Zei Robbert Dijkgraaf dat echt?

‘We moeten geschiedenis goed populariseren, want zo bestrijden we pseudowetenschap, die een geducht probleem vormt.’ Toen ik in een interview met een hoogleraar geschiedenis, wiens naam ik hier met de mantel der liefde zal bedekken, deze regel las, werd bij mij een boek geboren. Ik leg geschiedenis namelijk uit. Het gekke is dat ik zelden last ondervind van piramidioten, Atlantiszoekers en andere auteurs die de natuurwetten opschorten ten behoeve van een pseudowetenschappelijke theorie.

Hoe weet onze hoogleraar dat pseudogeschiedenis een probleem is? Ik ben eens gaan kijken in mijn correspondentie: vierduizend beantwoorde mailtjes, waaruit je een beeld krijgt van de diverse soorten desinformatie. Slordige redenaties, ongecijferdheid, slechte theoretische kennis, overdrijving, contaminatie met ideologische vooronderstellingen, verouderde interpretaties en pseudowetenschap: ik heb het geteld. Het bleek dat 70% van de desinformatie is gebaseerd op verouderde interpretaties. Saillant is dat 70% hiervan weer de wereld bleek te zijn ingeholpen door mensen in het bezit van een doctorstitel.

Ik heb vragen bij wat ik precies heb gemeten, maar voor het moment constateer ik dat de bewering ‘pseudowetenschap vormt een probleem’ de eerste poging – hoe primitief ook – tot empirische toetsing niet heeft overleefd, en dat het denkbaar is dat de rot in de universiteit een belangrijker probleem vormt.

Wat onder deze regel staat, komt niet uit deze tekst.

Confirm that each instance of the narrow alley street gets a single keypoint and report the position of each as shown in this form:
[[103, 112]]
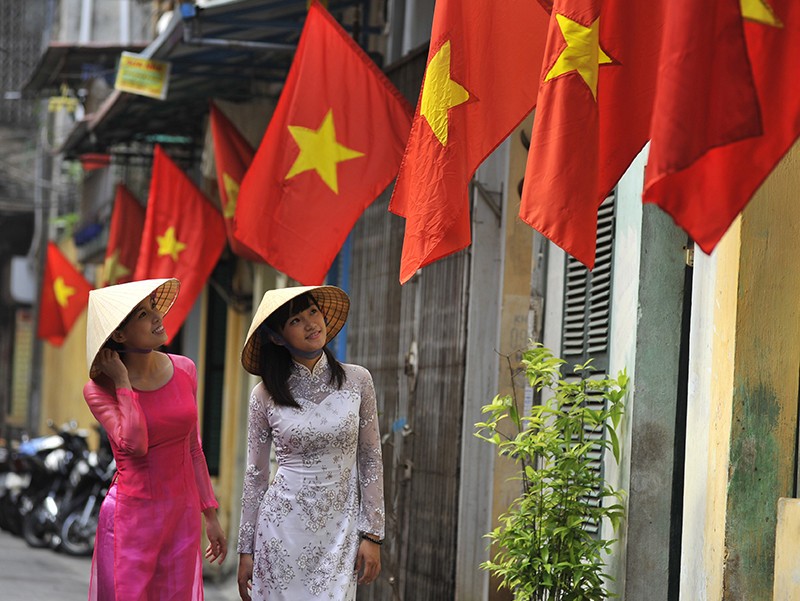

Mijn punt is minder dat ‘pseudowetenschap vormt een probleem’ onwaar lijkt, dan dat de bewering met teveel aplomb en na te weinig nadenken is gedaan. Wat in feite was gebeurd, was dat een eerste indruk – want pseudowetenschap valt, door haar absurditeit, wel op – meteen werd geïdentificeerd als iets belangrijks. De drogreden staat bekend als de Everest Fallacy en door haar toe te passen concentreren we onze aandacht op de pseudowetenschap in plaats van de problemen aan de universiteit.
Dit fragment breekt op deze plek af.